The best salmon river in England
Our beautiful river system, with its continually improving water quality, provides an excellent habitat for a wide range of fish. The Tyne is now the best salmon river in England and Wales – a spectacular recovery from the polluted river it once was.
Three of the Tyne’s major tributaries are regulated by reservoirs, the Derwent, the Rede and the North Tyne. Kielder Reservoir, at the head of the North Tyne, has a major impact on river flow and releases from the reservoir make the river more fishable. Before fishing, it is worth checking when releases are planned.

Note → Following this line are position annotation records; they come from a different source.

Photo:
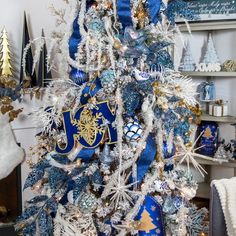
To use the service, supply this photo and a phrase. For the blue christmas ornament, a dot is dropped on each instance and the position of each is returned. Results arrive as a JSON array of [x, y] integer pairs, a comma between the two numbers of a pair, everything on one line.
[[105, 156], [172, 204], [209, 138], [151, 218], [78, 76], [108, 80], [166, 152], [131, 98], [96, 25], [133, 131]]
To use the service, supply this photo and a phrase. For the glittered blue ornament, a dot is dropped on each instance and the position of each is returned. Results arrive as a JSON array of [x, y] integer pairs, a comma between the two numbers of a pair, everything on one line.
[[166, 152], [133, 131], [169, 206], [87, 202], [131, 98], [105, 156], [108, 80], [96, 25], [78, 76]]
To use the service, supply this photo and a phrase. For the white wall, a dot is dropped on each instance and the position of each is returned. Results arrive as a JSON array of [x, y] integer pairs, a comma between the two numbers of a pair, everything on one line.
[[39, 17]]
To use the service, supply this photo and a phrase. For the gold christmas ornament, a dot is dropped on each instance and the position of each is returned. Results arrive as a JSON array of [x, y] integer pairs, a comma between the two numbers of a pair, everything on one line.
[[6, 68], [146, 222]]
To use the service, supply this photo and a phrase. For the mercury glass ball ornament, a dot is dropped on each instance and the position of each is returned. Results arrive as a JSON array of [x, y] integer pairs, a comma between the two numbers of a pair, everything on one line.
[[108, 81], [87, 202], [96, 25], [133, 131], [78, 76]]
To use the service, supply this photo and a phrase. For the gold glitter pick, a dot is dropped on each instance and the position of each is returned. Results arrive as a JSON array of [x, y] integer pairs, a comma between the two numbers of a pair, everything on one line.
[[6, 68]]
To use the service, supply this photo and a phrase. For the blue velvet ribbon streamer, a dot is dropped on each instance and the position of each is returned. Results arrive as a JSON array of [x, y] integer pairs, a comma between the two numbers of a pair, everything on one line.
[[124, 12], [75, 39], [90, 90], [153, 10], [86, 154], [146, 158]]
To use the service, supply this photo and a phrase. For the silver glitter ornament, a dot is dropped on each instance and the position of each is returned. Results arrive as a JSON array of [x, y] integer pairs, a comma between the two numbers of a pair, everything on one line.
[[105, 157], [87, 202], [108, 81]]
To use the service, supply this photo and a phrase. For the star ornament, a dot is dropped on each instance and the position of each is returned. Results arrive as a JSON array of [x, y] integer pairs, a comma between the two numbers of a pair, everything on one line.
[[188, 154], [120, 191]]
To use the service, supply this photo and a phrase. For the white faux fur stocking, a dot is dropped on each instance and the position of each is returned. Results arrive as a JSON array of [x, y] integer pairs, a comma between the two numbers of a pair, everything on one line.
[[11, 155]]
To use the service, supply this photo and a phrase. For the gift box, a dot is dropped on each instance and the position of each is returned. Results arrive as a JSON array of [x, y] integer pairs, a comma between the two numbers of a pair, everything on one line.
[[219, 108]]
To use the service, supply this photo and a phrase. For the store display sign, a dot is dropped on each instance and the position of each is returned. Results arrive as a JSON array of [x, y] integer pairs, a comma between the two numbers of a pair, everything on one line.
[[210, 10]]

The Tyne is the best river system for salmon and sea trout in England and Wales and is even starting to challenge some of the more famous Scottish rivers. The quality as well as the quantity of fish is superb; the season begins in February, with beautiful fish often caught on the opening day. Spring fish are gradually increasing in numbers with typically April/May being the best months. The best early season fishing up to May is on the main Tyne. Thereafter, the number of fish entering the river substantially increases. From June, the whole system produces steadily, with catches gradually increasing through July and August, and peaking in September and October.
The Tyne’s rivers also have a healthy wild brown trout population, particularly on the river Derwent where quality grayling also feature in many returns.
There is a great tradition of coarse fishing on the river Tyne. This includes some very good quality dace and sizeable chub, as well as roach and gudgeon. Most coarse fishing is concentrated on the main river and managed through local angling clubs.
By their nature, tidal estuaries support very rich and diverse marine ecosystems. Worms, crabs, shrimps and fry offer abundant food for species including mackerel, cod and flounder. There are an enormous number of different species and therefore methods of fishing, which combined with the 19 mile length of the tidal stretch, gives tidal fishing a universal appeal.
Tyne Angling Passport
The Tyne Angling Passport offers a day’s fishing on a range of ‘wild’ beats across the Tyne catchment for only £8 per day. All proceeds come back to the Trust and we then use the money to further improve the river. The beats primarily offer wild Brown Trout fishing but anglers can enjoy good fishing for Grayling on the river Derwent and for the occasional Salmon and Sea Trout on the Devil’s Water and the river Rede.
We’re grateful to the goodwill of the beat owners who by donating use of the beats, help to keep fishing accessible and affordable. In buying a day ticket through the Tyne Angling Passport you not only get a good day’s fishing, but you also support Tyne Rivers Trust in conserving rivers across our magnificent catchment.
Use the interactive map underneath to locate the beats and make a booking through our shop.
You can book fishing on most of the commercial game fishing beats on the Tyne through FishTyne.
Check clean dry
The Tyne is home to the native white-clawed crayfish. Please don’t bring signal crayfish, or other nasties, to our lovely rivers!
Please follow the check, clean, dry advice for all your fishing kit. See our invasives page for more information about the threats to our rivers.
It’s the Law!
The law requires any angler over the age of 12 to carry an Environment Agency Rod Licence and have permission to fish from the owners of the beat. Rod licences are easily obtained online from the Environment Agency or at the Post Office. Some beats will have their own fishery rules in addition to the byelaws below, please check before fishing.
National and Regional Fisheries byelaws for the North East.
- Catch and release guidelines.
- Click here to buy your licence from the Environment agency. Tel: 0844 800 5386
Help us monitor the Tyne’s fishery
You can help monitor changes in the Tyne’s fishery by taking part in the Environment Agency’s logbook scheme. Record where, when and for how long you fished along with river/weather conditions and what you caught. This information is a very useful indicator of the overall long-term trends of the productivity of the river.